明日はエクストリーム出社とはいえ、業務はしっかりこなしその日は20時半に退社。22時半には就寝準備は済ませたものの、ソワソワして眠れない。明日が休日ではないという現実はわかっているものの、遠足前夜の小学生のような気分であった。出社前日の憂鬱感は全くなく、出社前ストレスからは完璧に解放されている自分に気づく。

<4:00am起床から出発>

写真④朝の風景

わくわく感と、早起きへの不安からか、眠りは浅かった。しかしながら、いつもよりすっきりと目覚める事ができ、朝の準備もスムーズであった。あたりも少しずつ明るくなり、平日の朝の新鮮な空気を吸い込んだ。新聞配達の人に軽く挨拶をし、始発準備中の駅に到着、予想通り、電車はガラガラで、1時間かかる待ち合わせ場所までは、足りなかった睡眠を補充した。

何とかベッドから体をお越し、バタバタ準備をする日常からは、かけ離れた平日とのそのギャップが、さらに平日の朝のテンションを上げる事になる。

<6:15am 大島小松川公園 到着>

6:00amにジャージ、ランニングウェア等出社前の恰好とは思えない同僚達と待ち合わせをし、今回お世話になった「Outdooor Sports Club ZAC」深澤さんが待つ、大島小松川公園河川敷へと向かった。
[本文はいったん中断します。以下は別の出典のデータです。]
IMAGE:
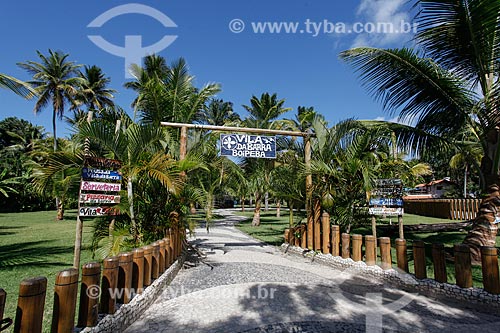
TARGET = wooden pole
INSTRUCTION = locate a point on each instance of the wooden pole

 他にも参加者がいるのではないかと予想していたが、今回の参加者は私達4人だけであった。エクストリーム出社が話題ではあるものの、平日の朝っぱらからカヌーをする事が平常の事ではないという事に気づかされた瞬間でもあった。そこがまたエクストリームなのではないだろうか。

<6:30am~8:00am カヌー>

スカイツリー

4人の写真

 

 

 

 

 

 

 

 

二人乗りのカヌーが用意されていた。今回申し込んだ「TOKYOカヌーツアー」は、自分たちで漕いだカヌーで、水路からスカイツリーを見ることができるという。 準備体操と、カヌー講習を15分ほどで終え、ついにカヌーを漕ぎ出した。2人ずつのペアに分かれ、はじめはおぼつかなかったカヌーも、徐々に息もあってきて進み始める。そこそこのスピードで進んでいるかと思っていたら、河川敷をゆっくりと散歩している初老の男性に簡単に追い抜かれている事に気づき、水上でのゆっくりとした時間の流れを感じることができた。スタートした6時台は、出社前にジョギング、犬の散歩を河川敷でしている人々のゆっくりとした風景があり、8時に近づくにつれて、出勤するサラリーマンや通学途中の学生達が増え、その風景は一転して“朝の忙しい時間”に変わるのである。カヌーを漕ぎながら眺めた風景は、平日の“朝”の時間の流れを客観的に感じ取らせるものであった。そんな日常的な風景を横目に、朝の新鮮な空気や、スカイツリー、桜を楽しみながらカヌーを漕ぐのは、平日の朝とは思えない、まさに非現実的な体験であった。1時間半という短い時間ではあったが、心地よい疲労感を感じながら、今回のエクストリーム出社は終了した。

<8:00am~9:30 出社>

エクストリーム出社をする上で、一番心配したのが疲労感での仕事への影響だった。エクストリーム協会の椎名さんによれば「エクストリーム出社をした日は朝テンションが高く(出社ーズハイ)、その流れで集中力が高まる」という。ところが、平日の朝という特別な時間での非現実的体験で培ったモチベーションを、仕事へのモチベーションに切り替える事はとても大変だった。実際のところ、やっとの事で入れた仕事スイッチは、正午位には電源が切れてしまった。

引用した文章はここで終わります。